Time-series data comes from monitoring changes over time. It’s not a new idea. Changes in rainfall patterns and stock performance figures have been tracked for hundreds of years. Before computers, time-series data was plotted on graphs manually. Then, with the advent of the computing age, relational databases were modified by adding a column to capture time.
It was a good enough solution for decades. But the proliferation of connected devices has thrown data generation into the realm of exabytes per day. As an example of scale, consider that retail giant Walmart Inc. manages 1.5 billion messages from more than 7 million unique internet of things data points every day. And that’s just for its U.S. operations.
As IoT expands, organizations need specialized databases that can ingest metrics at scale and analyze data in real time. The solution is purpose-built time-series databases that provide higher performance at lower costs.
“When you think about IoT and edge scale, where things are happening super-fast, ingestion is coming from many different sources and analysis often needs to be done in real time or near real time,” said theCUBE industry analyst Dave Vellante. “At scale time-series databases are simply a better fit for the job.”
During a special broadcast from theCUBE and InfluxData Inc., “The Future Is Built on InfluxDB,” Vellante and fellow analyst John Furrier spoke with Evan Kaplan (pictured), chief executive officer of InfluxData; Brian Gilmore, director of internet of things and emerging technologies at InfluxData; Angelo Fausti, software engineer at the Vera C. Rubin Observatory; and Caleb MacLachlan, senior spacecraft operations software engineer with Loft Orbital Solutions Inc. In a series of sessions, they discussed the growing demand for time-series databases and why organizations are choosing InfluxDB to gain insights from their timestamped data. (* Disclosure below.)
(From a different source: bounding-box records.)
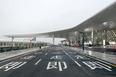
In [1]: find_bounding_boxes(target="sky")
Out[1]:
[0,0,116,43]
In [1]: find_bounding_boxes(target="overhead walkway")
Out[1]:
[5,2,116,45]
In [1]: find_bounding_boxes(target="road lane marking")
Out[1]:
[35,59,41,65]
[94,62,112,71]
[97,61,111,69]
[0,51,39,63]
[58,62,62,71]
[45,53,48,55]
[63,50,81,67]
[0,62,27,71]
[63,62,68,69]
[83,62,97,70]
[110,64,116,67]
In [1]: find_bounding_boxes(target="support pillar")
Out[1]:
[91,31,94,45]
[11,36,14,50]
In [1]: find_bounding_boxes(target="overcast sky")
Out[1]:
[0,0,116,43]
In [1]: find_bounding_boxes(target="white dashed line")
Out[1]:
[35,59,41,65]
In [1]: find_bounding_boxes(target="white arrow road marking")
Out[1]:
[13,62,27,69]
[35,59,41,65]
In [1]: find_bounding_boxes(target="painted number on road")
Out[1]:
[46,62,67,71]
[83,61,112,71]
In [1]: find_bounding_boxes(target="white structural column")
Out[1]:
[91,30,94,45]
[53,35,55,44]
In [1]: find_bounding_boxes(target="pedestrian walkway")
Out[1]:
[69,47,116,64]
[0,46,47,61]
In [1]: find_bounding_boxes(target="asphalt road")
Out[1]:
[0,46,116,77]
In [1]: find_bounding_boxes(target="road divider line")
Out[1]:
[35,59,41,65]
[94,62,112,71]
[97,62,111,69]
[63,50,81,67]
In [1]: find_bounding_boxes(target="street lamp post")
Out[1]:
[79,32,84,51]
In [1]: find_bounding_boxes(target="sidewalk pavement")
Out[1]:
[0,46,47,61]
[67,47,116,64]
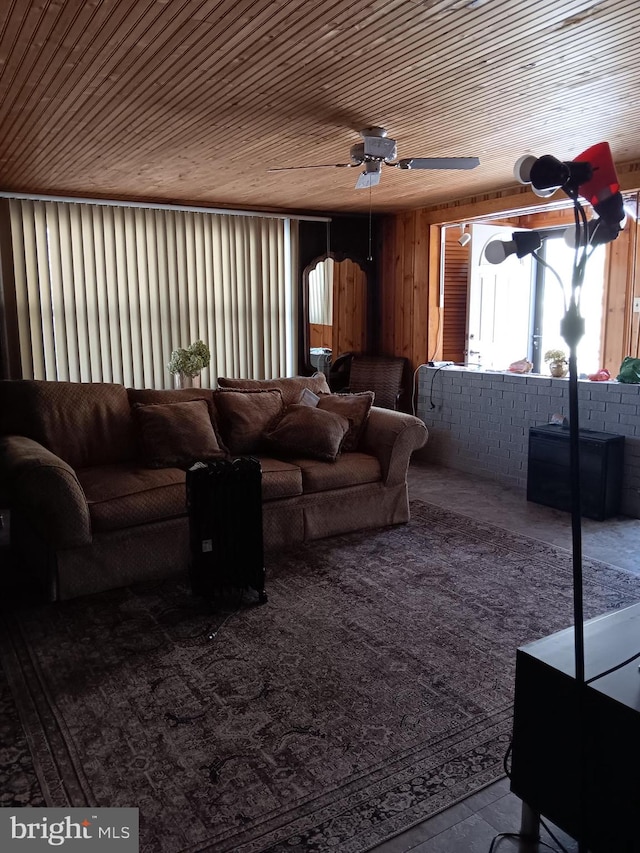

IoT sensors speak time-series data
Walmart Labs is just one of the hundreds of companies, big and small, that rely on InfluxData to help manage their time-series data. The reason is simple: When it comes to advanced analytics, time matters.
“Everybody wants to build increasing intelligent systems. And in order to build these increasing intelligent systems, you have to instrument the system well and you have to instrument it over time [to get] better and better,” Kaplan said.
In his session on “How Time-Series Data Moves the World,” Kaplan discussed the factors driving the adoption of time-series databases. He believes InfluxData came to be in the right place at the right time thanks to the foresight of founder Paul Dix.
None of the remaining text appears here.